Coronavirus: Latest from around the world as Canada death toll jumps, South Korea continues downward trend

More countries imposed lockdown measures as coronavirus cases across the globe ballooned, led by a sharp rise in infections in Europe.

Italy banned travel within the country, nearly one in three Americans were ordered to stay home and New Zealand will move to its highest alert level imposing self-isolation.

More than 353,000 people have been infected across the world and over 15,000 have died, according to John Hopkins' University


Italy banned travel within the country on Sunday, as its death toll climbed to 5,476.

Britain’s health minister said stricter restrictions on movements would be brought in if people did not observe advice to avoid social interaction, warning that such measures would also have to stay in place longer.

The number of cases in Germany has risen to 22,672 with 86 deaths, a public health agency tally showed on Monday (local time).

Spain sought on Sunday to extend the state of emergency until April 11 as its death toll jumped to over 1,700.

Greece announced a lockdown on Sunday, restricting movement from Monday morning with only a few exceptions.

Montenegro reported its first death on Monday and Poland said it cannot rule out further restrictions on citizens.


Nearly one in three Americans was under orders on Sunday to stay home as the states of Ohio, Louisiana and Delaware, and the city of Philadelphia imposed broad restrictions.

President Donald Trump said the US would make a decision on next steps at the end of the 15-day plan issued on March 16.

The Canadian death toll jumped by more than 50 percent on Sunday, and officials threatened to punish people refusing to take precautions.

Brazil’s President Jair Bolsonaro denied that the country’s healthcare system will collapse next month, contradicting his own health minister as the country’s death toll jumped 39 percent and confirmed cases topped 1,500.

Panama reported a 28 percent jump in new cases on Sunday, bringing the total to 313.

Asia and Pacific

Australia shut down pubs, clubs, gyms and houses of worship on Monday as its cases topped 1,600 and authorities denied entry to a cruise ship carrying hundreds on board complaining of respiratory illnesses.

New Zealand said on Monday it would move to its highest alert level imposing self-isolation, with non-essential services, schools and offices to be shut over the next 48 hours.

Mainland China on Monday reported a drop in its daily tally of new cases, reversing four straight days of increases, as Beijing ramped up measures to contain the number of imported infections.

South Korea on Monday reported its lowest number of new cases since February 29, with the extended downward trend boosting hopes that the outbreak may be abating.

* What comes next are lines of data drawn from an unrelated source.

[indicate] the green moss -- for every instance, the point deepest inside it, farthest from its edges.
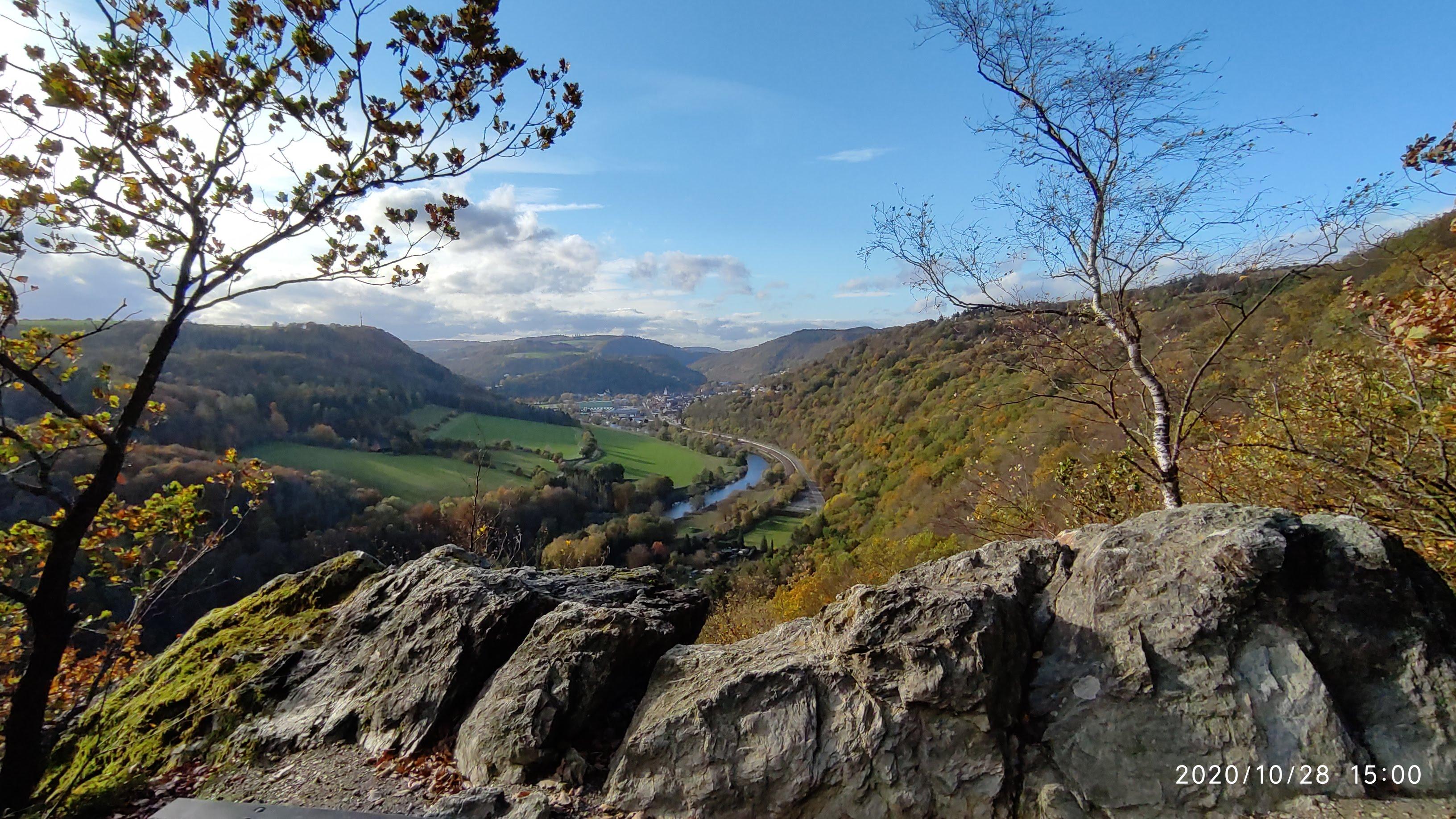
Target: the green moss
(197, 691)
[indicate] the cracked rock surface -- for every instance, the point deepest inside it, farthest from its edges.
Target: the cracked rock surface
(414, 648)
(1071, 680)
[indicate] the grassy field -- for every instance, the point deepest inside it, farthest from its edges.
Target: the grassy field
(411, 477)
(772, 533)
(429, 416)
(509, 459)
(640, 455)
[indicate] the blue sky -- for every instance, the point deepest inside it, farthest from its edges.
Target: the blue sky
(720, 181)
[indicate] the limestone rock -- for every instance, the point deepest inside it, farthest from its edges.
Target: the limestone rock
(571, 686)
(491, 803)
(413, 648)
(900, 700)
(1071, 680)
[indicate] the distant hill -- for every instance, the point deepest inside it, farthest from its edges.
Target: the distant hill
(784, 353)
(551, 365)
(236, 385)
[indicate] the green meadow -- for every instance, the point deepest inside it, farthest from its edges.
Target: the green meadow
(640, 455)
(427, 477)
(411, 477)
(772, 533)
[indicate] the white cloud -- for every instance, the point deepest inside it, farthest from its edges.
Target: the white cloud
(868, 286)
(855, 155)
(688, 272)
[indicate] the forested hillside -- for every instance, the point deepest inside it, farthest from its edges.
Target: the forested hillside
(236, 385)
(551, 365)
(784, 353)
(944, 429)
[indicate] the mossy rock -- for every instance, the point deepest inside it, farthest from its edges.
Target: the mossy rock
(191, 697)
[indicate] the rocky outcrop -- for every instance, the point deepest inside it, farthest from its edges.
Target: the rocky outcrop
(1072, 680)
(570, 687)
(1106, 674)
(413, 650)
(393, 661)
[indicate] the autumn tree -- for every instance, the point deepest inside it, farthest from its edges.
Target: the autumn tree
(1113, 182)
(136, 137)
(1371, 427)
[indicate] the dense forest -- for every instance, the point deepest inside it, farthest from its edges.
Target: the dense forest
(584, 365)
(785, 353)
(947, 433)
(238, 385)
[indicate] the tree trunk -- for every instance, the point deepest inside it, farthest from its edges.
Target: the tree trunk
(49, 614)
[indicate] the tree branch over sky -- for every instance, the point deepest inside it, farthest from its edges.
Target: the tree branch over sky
(134, 137)
(1113, 181)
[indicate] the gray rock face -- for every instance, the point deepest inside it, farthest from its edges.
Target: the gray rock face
(414, 648)
(491, 803)
(571, 686)
(1046, 680)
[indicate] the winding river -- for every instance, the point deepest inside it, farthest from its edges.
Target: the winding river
(752, 477)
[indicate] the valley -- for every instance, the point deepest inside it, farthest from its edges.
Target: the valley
(592, 411)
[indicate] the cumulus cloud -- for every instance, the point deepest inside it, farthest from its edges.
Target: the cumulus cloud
(510, 274)
(688, 272)
(855, 155)
(503, 248)
(870, 286)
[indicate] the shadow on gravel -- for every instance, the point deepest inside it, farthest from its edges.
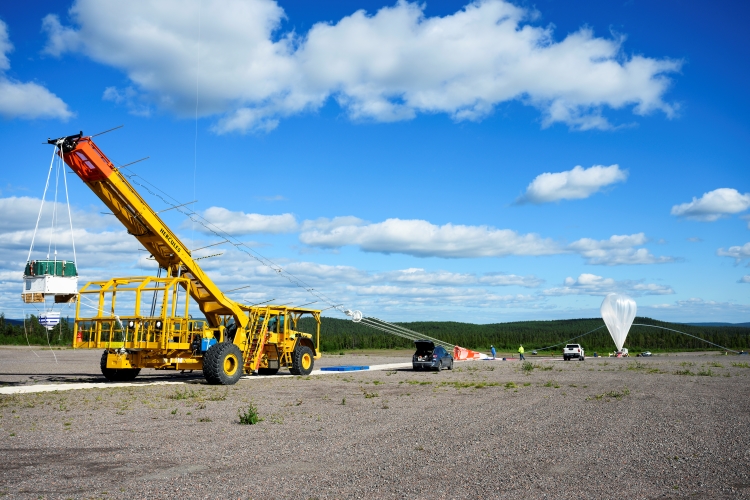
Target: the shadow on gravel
(36, 378)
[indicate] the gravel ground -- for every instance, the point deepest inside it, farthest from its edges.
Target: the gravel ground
(661, 427)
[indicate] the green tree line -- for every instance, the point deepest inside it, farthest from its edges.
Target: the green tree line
(340, 334)
(34, 333)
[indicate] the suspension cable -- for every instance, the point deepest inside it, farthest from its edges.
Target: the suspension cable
(677, 331)
(578, 337)
(242, 247)
(44, 197)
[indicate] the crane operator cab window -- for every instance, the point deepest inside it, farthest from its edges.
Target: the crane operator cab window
(276, 324)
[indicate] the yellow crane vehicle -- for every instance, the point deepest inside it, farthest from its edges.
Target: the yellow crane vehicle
(144, 322)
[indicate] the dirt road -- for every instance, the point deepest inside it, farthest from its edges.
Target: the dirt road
(662, 427)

Hong Kong said on Monday it was stopping all tourist arrivals and transit passengers at its airport and was considering suspending the sale of alcohol in some venues.

Indonesia’s capital Jakarta shut cinemas and other public entertainment on Monday at the start of a two-week emergency period.

Malaysia said on Monday it may consider extending movement restrictions by up to two weeks.

Uzbekistan will lock down its capital Tashkent from March 24.

Middle East and Africa

Iran’s President said on Monday the US should lift sanctions if it wants to help the country, which has had around 1,800 deaths and over 23,000 cases, adding that Iran had no intention of accepting Washington’s offer of humanitarian assistance.

Saudi Arabia imposed a nationwide curfew starting on Monday after reporting a jump of almost a quarter in cases, while the United Arab Emirates suspended all passenger and transit flights to and from the country.

Syria on Sunday confirmed its first case after weeks of rejecting opposition allegations that the disease had already reached the country.

Iraq’s government on Sunday extended a curfew on travel in and out of Baghdad until March 28.

Economic fallout

Financial markets around the world took another hammering on Monday as a rising tide of national lockdowns threatened to overwhelm policymakers’ frantic efforts to cushion what is likely to be a deep global recession.

The US Senate’s drive to pass a US$1 trillion-plus response bill remained stymied late on Sunday, as Democrats held out for more money to help state and local governments and hospitals, while Republicans urged quick action to give financial markets a sign of encouragement.

Japanese Prime Minister Shinzo Abe’s pledge of "huge" stimulus will involve spending of at least US$137 billion, sources say.

Widening curbs on travel-led airlines to ramp up flight cancellations on Monday.

Several automakers said they would halt production in India, following last week’s closures in Europe, the United States, Canada and Mexico.


Japan plans to tell the International Olympic Committee that it is ready to accept a delay to the Tokyo Olympics, Kyodo news agency reported on Monday.

Pope Francis’s trip to Malta, scheduled to take place on May 31, has been postponed indefinitely.

Multiple sports events have been cancelled or postponed.